After eight consecutive quarters of negative GDP growth, Russian GDP grew 0.3 percent in Q4 from a yearago. The topline figure was notably boosted by net exports, a trend we look to continue.

Finally Emerging From Recession

Recently released data reveal that the Russian economy expanded 0.3 percent in Q4-2016, snapping a two year streak in which GDP growth was negative every quarter. The reading was in line with consensus expectations. Examining the trends in the underlying GDP components suggest that Russia’s economy has bottomed out and should return to positive GDP growth through 2017 and 2018. Personal consumption was less of a drag in Q4, slicing off just 1.6 percentage points, the lowest amount subtracted in the previous eight quarters. Inflationary pressures likely took a big bite out of real disposable income, which hampers growth in personal consumption. Likewise, investment spending dragged down GDP growth just 0.1 percentage points, after averaging a -1.1 percentage point contribution the previous eight quarters.

Net exports, on the other hand, boosted the headline figure 1.0 percentage points. While exports are growing at a solid pace, increasing 3.7 percent on the quarter, the contribution of trade to GDP is largely a function of Russia’s weak import sector. Imports contracted 25.8 percent and 3.8 percent in 2015 and 2016, respectively. Although we expect import growth to return to positive territory in Q2-2017, we also expect net exports to continue to add to topline growth.

The prolonged softness in the import sector can partially be explained by the weakness of the Russian ruble, which is down roughly 60 percent against the dollar since mid-2014. The value of the Russian ruble closely traces the price of oil, one of Russia’s most important exports. Therefore it is no surprise that as the price of oil fell in 2014 the ruble depreciated sharply. However, the price of oil is showing signs of stability and the ruble is following suite, which should help rein in inflation. Inflationary pressures skyrocketed in 2015 and 2016, and are now slowly subsiding. The rapid rise in inflation, as shown by consumer price index graph (bottom), hampered growth in consumers’ real disposable income, which weighed on real consumer spending.

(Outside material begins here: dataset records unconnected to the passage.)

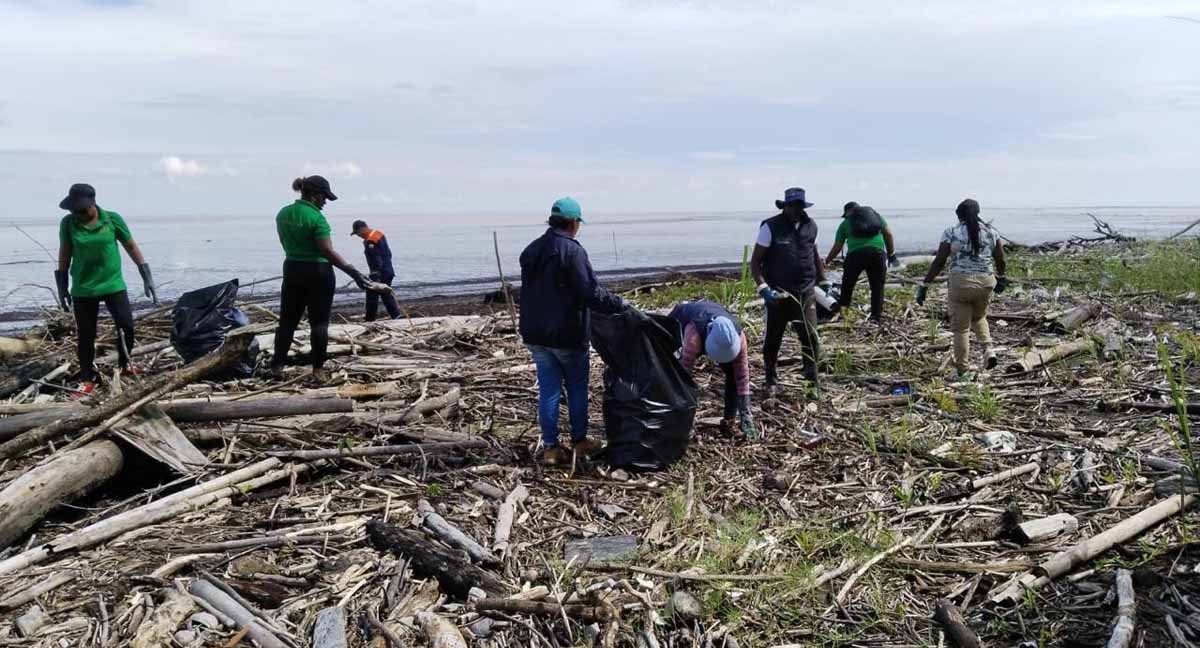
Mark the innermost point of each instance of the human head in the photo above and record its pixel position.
(315, 190)
(723, 342)
(81, 201)
(793, 203)
(565, 215)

We expect the Russian CPI to rise 4.4 percent in 2017 and 4.5 percent in 2018.

As inflation becomes less of a problem for the Russian consumer, the central bank may begin to ease policy going forward. Against the backdrop of a Federal Reserve, which is expected to hike rates two more times this year, and a likely accommodative Russian central bank, our currency strategy team expects the ruble to weaken modestly. Reducing interest rates in an environment with relatively stable prices could help spur some much needed business investment. We expect Russian GDP to grow 1.4 percent in 2017 and 2.1 percent in 2018.